Its about 16 SF area that is behind a freestanding gas fireplace....no mositure involved.


I've done a bunch of tile work, but never used the faux rock...anything I need to be aware of? Looks like a no brainer.....but I've thought that before!!


----------



## jlcrss (May 17, 2006)

Are you talking about the cultured stone? If so they say you can use cement backer board but you still have to put the mesh on top with a scratch coat prior to installing the stone. I am getting ready to do the same thing. I am gonna use the owens corning stuff they sell at home depot.


----------



## boots741 (Feb 20, 2004)

I have done it both ways, but recently down my basment we did not use the mesh, we put the cultured rock right to the cement board with no problems, this is how it turned out, did both the fireplace, and the bar..
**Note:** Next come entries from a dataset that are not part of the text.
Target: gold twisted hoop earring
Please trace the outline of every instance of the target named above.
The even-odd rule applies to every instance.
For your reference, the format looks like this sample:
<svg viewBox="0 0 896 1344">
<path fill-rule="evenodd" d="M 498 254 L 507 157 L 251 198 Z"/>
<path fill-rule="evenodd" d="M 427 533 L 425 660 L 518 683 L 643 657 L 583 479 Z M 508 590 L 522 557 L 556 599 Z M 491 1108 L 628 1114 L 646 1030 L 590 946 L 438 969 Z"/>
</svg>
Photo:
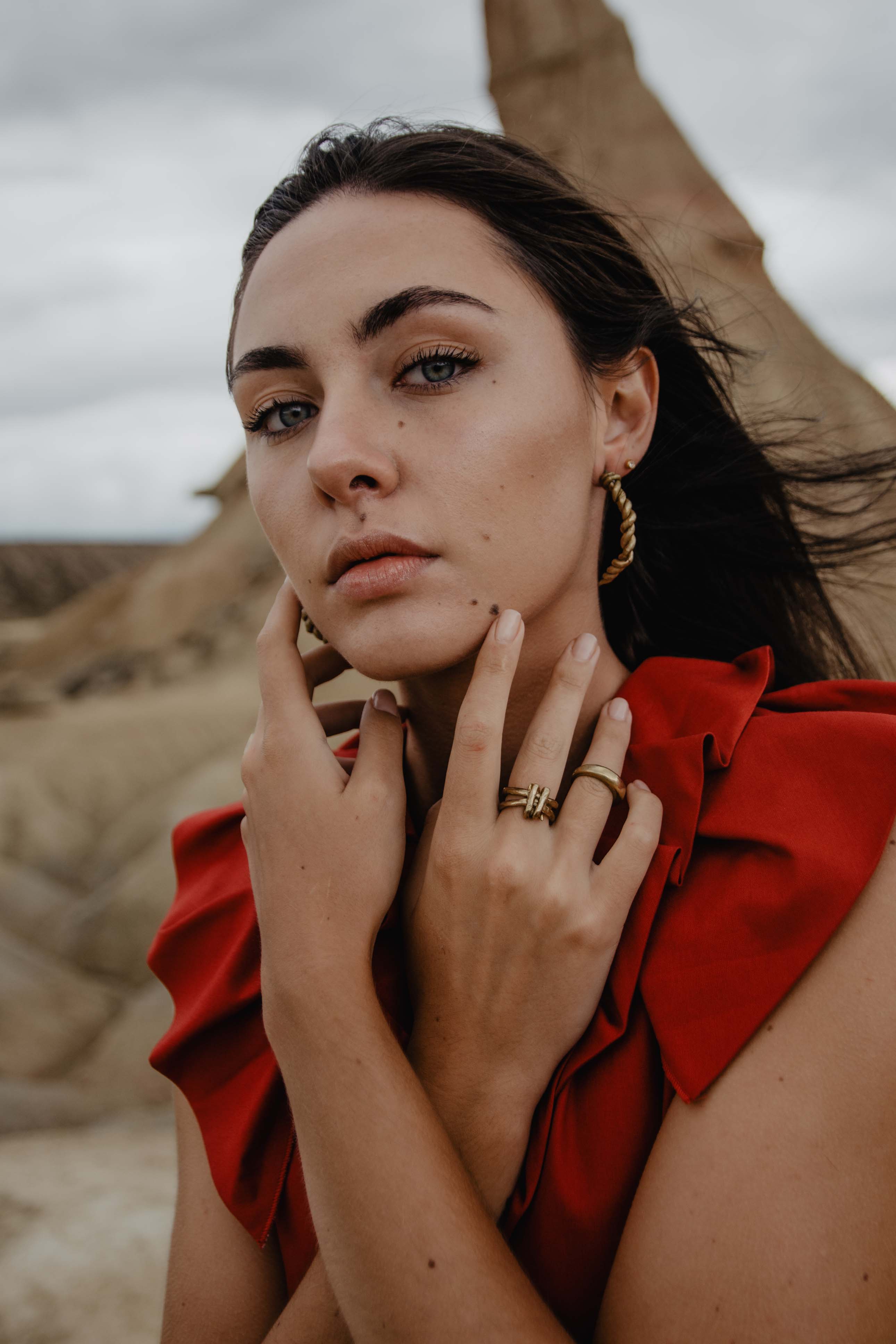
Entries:
<svg viewBox="0 0 896 1344">
<path fill-rule="evenodd" d="M 610 499 L 619 509 L 622 515 L 621 520 L 621 539 L 622 550 L 617 555 L 611 564 L 607 564 L 606 570 L 600 575 L 598 587 L 603 587 L 604 583 L 613 583 L 615 578 L 627 570 L 634 559 L 634 520 L 638 516 L 631 508 L 631 500 L 622 489 L 622 477 L 617 472 L 604 472 L 600 477 L 600 484 L 604 491 L 610 495 Z"/>
<path fill-rule="evenodd" d="M 318 638 L 321 641 L 321 644 L 326 644 L 328 642 L 326 636 L 321 634 L 321 632 L 317 629 L 317 626 L 312 621 L 312 618 L 308 614 L 308 612 L 302 613 L 302 624 L 304 624 L 305 629 L 308 630 L 308 633 L 313 634 L 316 638 Z"/>
</svg>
http://www.michigan-sportsman.com/forum/showthread.php?t=202663


----------



## tdejong302 (Nov 28, 2004)

You don't need mesh on concrete backer board. Put some mortar on the wall and then butter the cultured stone and as you place it move it back and forth Kind of circular but not moving the stone. This 
helps spread the mortar. You can only do a couple feet at a time. And then let it set for atleast a day. You can see my fireplace at http://www.powellshoreslodge.com It did it about 4 years ago. I have another pic of my last project if you want to see it let me know. Good luck.


----------



## salmonslammer (Jan 28, 2001)

Great!! looks like I'm good to go. I have the cement board in, but my neighbor said that I needed mesh too....maybe if it was outside or something.
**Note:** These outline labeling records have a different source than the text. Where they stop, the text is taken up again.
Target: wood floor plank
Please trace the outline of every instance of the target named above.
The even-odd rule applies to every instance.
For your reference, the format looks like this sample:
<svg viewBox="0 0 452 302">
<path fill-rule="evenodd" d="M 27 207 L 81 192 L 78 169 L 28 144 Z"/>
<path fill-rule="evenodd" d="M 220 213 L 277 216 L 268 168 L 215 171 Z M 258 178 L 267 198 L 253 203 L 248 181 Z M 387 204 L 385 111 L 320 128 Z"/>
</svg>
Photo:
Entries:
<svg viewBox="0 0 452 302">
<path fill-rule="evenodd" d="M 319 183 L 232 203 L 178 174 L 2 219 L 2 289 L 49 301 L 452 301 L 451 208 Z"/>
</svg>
Boots....Kudos on the basement  helluva job.

Did you build the mantel too? That'll be next weeks project.....

Going to have to look online and see if I can find some plans that I like.

Thanks for the info!!


----------



## boots741 (Feb 20, 2004)

Yeah, buddy of mine did the mantel from some wood he found in his barn.

I like the looks of the lodge in the other post, good looking vacation spot.


----------